She Has Her Mother’s Laugh
by Carl Zimmer Picador 672pp £25 The Week Bookshop £20
In this long but “fascinating” book, the American science writer Carl Zimmer explores the “glorious complexities of human heredity”, said Robin Mckie in The Observer. It is tempting to see this as a matter of particular genes (for height, hair colour etc.) being passed to us by our parents. But, as Zimmer shows, that picture is too simple. For one thing, a trait such as height isn’t determined by “one or two” genes, but by “at least 800”. For another, how tall we are also depends on environmental factors, such as diet and health. Zimmer argues that the “DNA revolution” of recent decades has caused the pendulum to swing too far from nurture to nature, said Robert Plomin in the London Evening Standard. Society today, he writes, “practically worships DNA”. As an antidote, he wants us to acknowledge “non-genetic forms of heredity”, which include “microbes, cultural inheritance and even technology”. A book on this subject might have been “heavy going”, but Zimmer – one of the best science journalists in the US – has the ability to make “complex topics accessible”.

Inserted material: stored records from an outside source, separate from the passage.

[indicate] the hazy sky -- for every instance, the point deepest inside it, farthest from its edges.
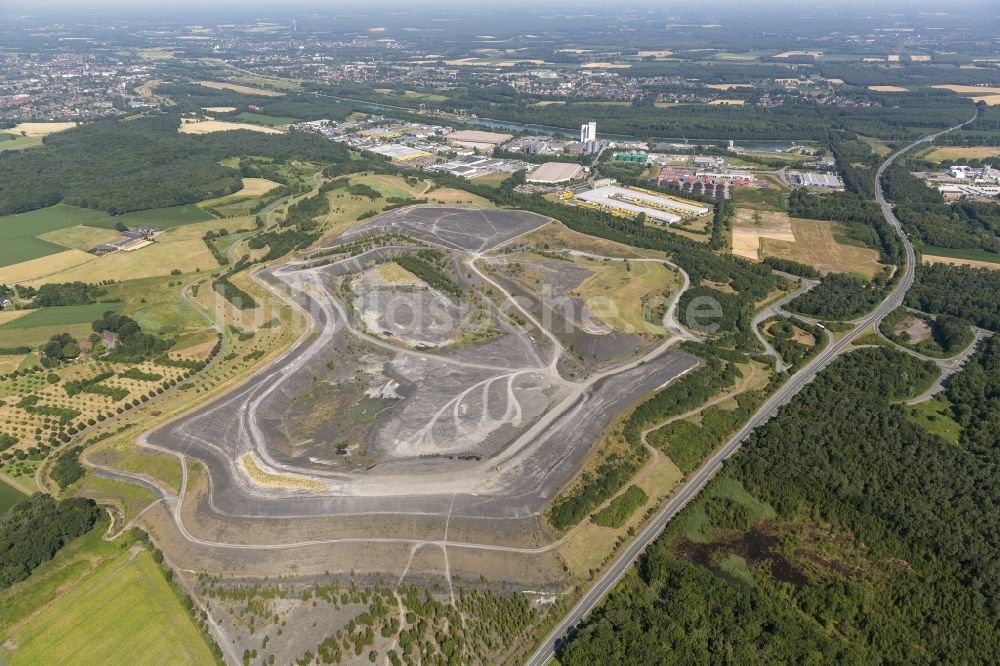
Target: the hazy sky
(132, 6)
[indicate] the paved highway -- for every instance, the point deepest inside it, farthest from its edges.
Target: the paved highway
(703, 475)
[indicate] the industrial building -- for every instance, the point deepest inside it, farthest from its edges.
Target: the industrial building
(826, 181)
(631, 201)
(477, 139)
(397, 152)
(553, 173)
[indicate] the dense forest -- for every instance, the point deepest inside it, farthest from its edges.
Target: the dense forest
(33, 530)
(972, 294)
(144, 163)
(842, 533)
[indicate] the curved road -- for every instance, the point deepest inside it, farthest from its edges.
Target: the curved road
(701, 477)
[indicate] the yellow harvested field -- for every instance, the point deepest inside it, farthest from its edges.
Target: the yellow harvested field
(952, 261)
(728, 86)
(11, 315)
(815, 245)
(587, 548)
(618, 293)
(757, 234)
(39, 129)
(235, 87)
(962, 153)
(80, 237)
(971, 90)
(789, 54)
(253, 187)
(393, 273)
(181, 248)
(207, 126)
(751, 226)
(254, 472)
(26, 271)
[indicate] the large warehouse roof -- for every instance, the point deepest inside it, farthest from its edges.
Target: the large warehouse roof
(478, 136)
(555, 172)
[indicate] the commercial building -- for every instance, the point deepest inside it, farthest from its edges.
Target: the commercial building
(630, 201)
(553, 173)
(826, 181)
(477, 139)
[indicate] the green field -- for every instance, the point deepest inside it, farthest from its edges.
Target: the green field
(262, 119)
(123, 613)
(156, 303)
(19, 233)
(12, 142)
(34, 328)
(961, 253)
(934, 415)
(9, 496)
(66, 315)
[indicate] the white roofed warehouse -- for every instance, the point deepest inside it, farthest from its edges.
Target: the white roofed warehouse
(553, 173)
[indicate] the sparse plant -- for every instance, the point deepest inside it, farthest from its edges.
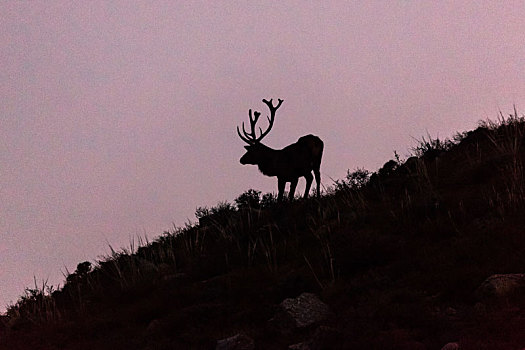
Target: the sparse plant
(249, 199)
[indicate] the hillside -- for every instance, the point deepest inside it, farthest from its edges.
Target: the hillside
(399, 259)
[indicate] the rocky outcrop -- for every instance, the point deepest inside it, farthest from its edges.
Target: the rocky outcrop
(323, 338)
(451, 346)
(301, 312)
(501, 286)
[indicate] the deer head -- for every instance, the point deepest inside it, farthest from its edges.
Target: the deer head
(255, 148)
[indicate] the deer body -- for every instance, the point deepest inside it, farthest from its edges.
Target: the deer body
(288, 164)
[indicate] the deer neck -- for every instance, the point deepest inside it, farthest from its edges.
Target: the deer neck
(267, 162)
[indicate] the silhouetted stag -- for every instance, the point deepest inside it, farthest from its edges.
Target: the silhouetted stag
(288, 164)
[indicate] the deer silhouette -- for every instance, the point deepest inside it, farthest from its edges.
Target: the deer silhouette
(288, 164)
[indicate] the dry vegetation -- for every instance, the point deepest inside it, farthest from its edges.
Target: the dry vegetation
(398, 255)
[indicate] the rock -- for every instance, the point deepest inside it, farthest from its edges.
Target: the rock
(500, 286)
(305, 310)
(239, 341)
(451, 346)
(323, 338)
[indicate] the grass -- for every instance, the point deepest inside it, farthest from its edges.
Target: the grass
(397, 254)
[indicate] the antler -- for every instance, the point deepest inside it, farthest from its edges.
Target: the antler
(251, 137)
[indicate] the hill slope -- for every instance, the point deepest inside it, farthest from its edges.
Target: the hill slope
(398, 257)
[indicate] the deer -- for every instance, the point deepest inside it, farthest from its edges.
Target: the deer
(288, 164)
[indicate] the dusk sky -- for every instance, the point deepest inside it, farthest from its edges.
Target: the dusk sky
(117, 118)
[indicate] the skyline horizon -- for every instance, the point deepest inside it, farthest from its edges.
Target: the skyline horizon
(119, 119)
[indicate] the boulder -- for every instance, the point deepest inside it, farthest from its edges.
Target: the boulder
(501, 286)
(239, 341)
(301, 312)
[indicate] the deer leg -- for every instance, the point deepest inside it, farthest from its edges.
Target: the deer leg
(309, 178)
(280, 186)
(318, 181)
(293, 185)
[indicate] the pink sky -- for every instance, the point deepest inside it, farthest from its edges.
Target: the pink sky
(118, 118)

He also reminds us of the “horrors perpetrated” by those who oversimplified heredity in the past, said Bryan Appleyard in The Sunday Times. In the late 19th century, eugenicists used “bad science” to argue that it was possible to eradicate undesirable traits from humanity. Another form of “genetic essentialism”, also embraced by the Nazis, was the belief – since proved to be quite false – that race has a “basis in genetics”. Now, thanks to the rise of gene editing, we may soon have the power to “short-circuit the whole system of genetic heredity” entirely. It is unclear as yet whether this will be a good or a bad thing, but on the evidence of history, Zimmer suggests, “we shouldn’t get our hopes up”.